Voll stoned im FDGB-Ferienheim
LSD-Trips fehlten auch 1971 bei einem Ausflug in den Osten nicht! Als ich meine Freundin Molly im Erzgebirge besuchte, warfen wir am Wochenende abends einen Trip ein. Für sie war es das erste Mal im Leben, während ich regelmäßig auf die Reise ging. Wir beschlossen, zum Abendessen in ein FDGB-Ferienheim zu laufen, das mitten im tief verschneiten Wald lag. Dort sollte richtig was los sein – Musik und Tanz! Die Wanderung durch den Wald war phantastisch! Die vom Schnee überzuckerten Bäume erschienen uns wie Marmorbüsten: Da grüßte ja der alte Goethe! Und da stand Caesar! Und – Moment mal: War das nicht meine Hauswartsfrau aus dem Wedding? Was hatte die in dieser erlauchten Gesellschaft zu suchen? Na, ist ja auch egal, die wird schon ihre Gründe haben. Ich grüßte sie freundlich und wir gingen weiter.
Irgendwann erreichten wir total verfroren unser Ziel. Hast du schon mal ein FDGB-Ferienheim besucht? Ein Schützenfest in Ostfriesland ist dagegen ein Punkertreffen! Wie auch immer, wir setzten uns in die Wilhelm-Pieck-Stube und bestellten einen Teller Soljanka und eine Flasche Wein, um die Lebensgeister wieder zu wecken. Anschließend bezahlte ich die Dirndl tragende Kellnerin und wir gingen raus, ohne uns weiter zu kümmern. Inzwischen waren wir halbwegs wieder aufgetaut und folgten neugierig dem Klang der Musik, die aus dem Tanzsaal herüberschallte. Und dort schwoften verdiente Werktätige zum Sound einer Band, die Bata Illics Kopie des Johnny Tillotson Hits Judy, Judy, Judy in einer Art und Weise verhunzte, die echt hörenswert war. Als ich diese schrägen Typen mit ihren Schalkragenjacken und die Tanzenden
sah, kam mir die Erinnerung an den Polanski-Film Tanz der Vampire: Untote auf der Tanzfläche- und die amüsierten sich königlich. Zum Glück war kein Spiegel im Saal – sonst wären wir noch aufgeflogen! Die Untoten versuchten gar, uns in eine Polonaise reinzuziehen – too much!

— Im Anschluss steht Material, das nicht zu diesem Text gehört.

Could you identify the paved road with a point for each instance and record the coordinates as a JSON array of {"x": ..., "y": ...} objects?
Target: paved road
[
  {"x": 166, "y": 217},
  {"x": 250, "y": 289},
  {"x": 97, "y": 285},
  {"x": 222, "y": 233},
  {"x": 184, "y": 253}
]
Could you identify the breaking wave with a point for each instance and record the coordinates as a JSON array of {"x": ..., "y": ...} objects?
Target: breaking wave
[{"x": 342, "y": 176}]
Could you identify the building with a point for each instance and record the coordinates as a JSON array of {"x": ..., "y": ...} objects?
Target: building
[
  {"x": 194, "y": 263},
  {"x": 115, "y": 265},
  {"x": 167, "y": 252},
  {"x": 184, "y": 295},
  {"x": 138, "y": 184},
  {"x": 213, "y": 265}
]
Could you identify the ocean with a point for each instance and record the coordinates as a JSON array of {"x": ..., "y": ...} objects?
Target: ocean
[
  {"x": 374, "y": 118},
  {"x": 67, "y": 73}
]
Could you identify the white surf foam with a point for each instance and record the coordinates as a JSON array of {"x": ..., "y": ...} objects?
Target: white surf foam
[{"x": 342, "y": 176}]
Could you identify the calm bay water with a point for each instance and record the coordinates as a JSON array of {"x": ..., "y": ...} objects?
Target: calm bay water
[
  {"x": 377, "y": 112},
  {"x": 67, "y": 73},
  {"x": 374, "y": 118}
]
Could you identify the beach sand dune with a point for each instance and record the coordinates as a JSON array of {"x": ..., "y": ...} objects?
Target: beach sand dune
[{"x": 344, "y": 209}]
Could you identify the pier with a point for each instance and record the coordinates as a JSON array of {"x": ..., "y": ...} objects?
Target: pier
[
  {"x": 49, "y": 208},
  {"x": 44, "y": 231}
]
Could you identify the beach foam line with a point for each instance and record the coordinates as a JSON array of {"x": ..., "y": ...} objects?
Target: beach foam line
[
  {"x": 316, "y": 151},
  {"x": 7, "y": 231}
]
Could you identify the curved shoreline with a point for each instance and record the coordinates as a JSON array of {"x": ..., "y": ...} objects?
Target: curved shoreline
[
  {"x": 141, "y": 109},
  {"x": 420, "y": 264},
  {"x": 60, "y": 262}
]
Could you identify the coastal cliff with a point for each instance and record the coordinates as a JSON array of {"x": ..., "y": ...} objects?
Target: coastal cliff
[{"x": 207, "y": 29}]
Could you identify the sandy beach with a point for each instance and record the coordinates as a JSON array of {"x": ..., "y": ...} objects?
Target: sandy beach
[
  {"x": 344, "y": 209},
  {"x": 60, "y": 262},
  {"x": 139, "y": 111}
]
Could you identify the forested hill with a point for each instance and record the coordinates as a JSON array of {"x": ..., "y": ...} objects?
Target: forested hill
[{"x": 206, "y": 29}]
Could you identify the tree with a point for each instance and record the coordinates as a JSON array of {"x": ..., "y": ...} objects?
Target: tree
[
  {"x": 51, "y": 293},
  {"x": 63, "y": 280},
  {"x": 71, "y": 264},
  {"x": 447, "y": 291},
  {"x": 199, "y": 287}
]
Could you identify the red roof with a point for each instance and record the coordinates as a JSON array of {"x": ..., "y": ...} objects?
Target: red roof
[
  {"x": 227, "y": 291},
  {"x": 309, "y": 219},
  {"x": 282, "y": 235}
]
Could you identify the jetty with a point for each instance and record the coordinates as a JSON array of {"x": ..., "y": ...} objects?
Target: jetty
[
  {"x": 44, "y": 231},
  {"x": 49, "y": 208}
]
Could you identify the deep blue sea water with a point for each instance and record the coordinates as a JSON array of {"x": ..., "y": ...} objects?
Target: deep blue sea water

Wir flüchteten zur Tür des Ballsaals und sahen dem irren Treiben aus sicherer Entfernung zu. Da kam die Kellnerin und fragte mich im breitesten erzgebirgisch, ob sie uns mal sprechen könnte. Mir fiel die Kinnlade runter: Die hatte was gemerkt! Die Gedanken schossen durch den wabernden Drogennebel in meinem Gehirn: Draußen stand wahrscheinlich schon mit laufendem Motor der Barkas von Mollys Arbeitgeber, um uns einzuliefern: Magen auspumpen, Zwangsjacke – die hatten ja hier keine Ahnung von solchen Sachen! Am nächsten Tag eine Meldung im Erzgebirgischen Boten: ‚Westdeutscher Drogensüchtiger verführt unschuldige Genossin!‘. Wahrscheinlich müsste ich den Rest des Lebens hier in der Klapse verbringen und enden wie Jack Nicholson im Kuckucksnest. Mit etwas Glück würden sie mich vielleicht an Bonnies Ranch in der ‚Selbstständigen Politischen Einheit Westberlin‘ ausliefern. Was denn los sei, fragte ich. „Haben Sie mir nichts zu sagen?“ – „Nicht, dass ich wüsste, was sollte das denn sein?“ fragte ich betont unschuldig„Na, vermissen Sie denn gar nichts?“. „Nein, was soll ich denn vermissen?“ „Na überlegen Sie doch mal: Sie haben mir einen Fünfzigmarkschein gegeben, aber Ihre Zeche war nur dreineunundachtzig! Hier ist Ihr Wechselgeld!“. Puhhhh! Mir fiel ein Stein vom Herzen. Sie gab mir die Kohle und lehnte die angebotenen fünf Ostmark Finderlohn ab – sozialistische Ääährlischkeit!